Web security assessment success is directly related to the amount of preparation you do up front before you run a single web application test. It’s the 80/20 Rule: the 20 percent time and effort you put into planning for the assessment will represent 80 percent of the value of the project. This all sounds good and everything may go as planned until your scanner or some manual poking and prodding knocks over the web application security or server. Then the higher-ups get involved, you’ve got to stop your work and, after much politically-driven (often self-serving) deliberation, the verdict comes in: don’t test that web system moving forward.
I can’t tell you how many times I’ve seen this very scenario. A production application topples because it can’t handle what the web application testers are throwing at it, so like any level-headed manager, auditor or “interested” party would do: just ignore the underlying problem. After all, we can’t let web security get in the way of doing business. I couldn’t agree more with the getting in the way of doing business thing but, why is it so many people don’t want to rock the boat when they know the boat’s got some weaknesses that need to be addressed? Like BYOD in mobile computing. So many people are afraid to speak up and ensure the proper controls are put in place.

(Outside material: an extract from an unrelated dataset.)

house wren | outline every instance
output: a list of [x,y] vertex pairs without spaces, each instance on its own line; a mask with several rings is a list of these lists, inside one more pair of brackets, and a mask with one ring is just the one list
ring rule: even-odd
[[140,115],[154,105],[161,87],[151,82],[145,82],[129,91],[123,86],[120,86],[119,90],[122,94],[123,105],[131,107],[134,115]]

This is that nonsensical side of security that we’re all up against. You and I both know that a web system this fragile needs more attention, not less. Denial of service susceptibility means you need to pound on it even harder and get to the bottom of what’s happening. Perhaps it’s poor input validation. It may be related to application logic. It could even be the network configuration (i.e. the router, firewall or load balancer) between your application and the Internet. Heck, odds are good that it’s a simple web server software update or configuration tweak that will help smooth out the problem.

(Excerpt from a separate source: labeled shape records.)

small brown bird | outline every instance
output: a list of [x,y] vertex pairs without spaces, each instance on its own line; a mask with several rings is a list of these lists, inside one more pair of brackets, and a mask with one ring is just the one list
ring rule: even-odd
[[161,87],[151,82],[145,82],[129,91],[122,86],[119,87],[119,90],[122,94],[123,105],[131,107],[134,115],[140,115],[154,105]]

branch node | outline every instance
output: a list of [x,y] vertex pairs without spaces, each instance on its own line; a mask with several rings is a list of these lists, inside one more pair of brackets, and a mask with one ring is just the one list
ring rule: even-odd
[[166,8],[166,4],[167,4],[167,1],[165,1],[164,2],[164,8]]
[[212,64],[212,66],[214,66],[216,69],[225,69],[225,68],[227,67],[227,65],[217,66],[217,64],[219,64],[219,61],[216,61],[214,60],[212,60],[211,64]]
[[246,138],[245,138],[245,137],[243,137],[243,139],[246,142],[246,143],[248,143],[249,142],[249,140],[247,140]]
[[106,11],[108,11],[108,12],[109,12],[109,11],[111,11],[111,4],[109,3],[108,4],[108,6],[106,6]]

Sure, taking down a production web application can indeed be bad for business. But like a cancer, knowing that a problem exists yet pretending it’s not there rarely has a positive outcome. It could be that you need to tweak your web application testing approach – maybe throttle back your scanner or use a different scanning policy. You may consider performing your scans in the overnight to minimize the impact to production. One of the best possible solutions is to not test production at all and, instead, run your scans against QA or staging. The only issue is that the problem may not exist in a different environment. Whatever you do, just don’t ignore any web application testing problems and then hope they go away.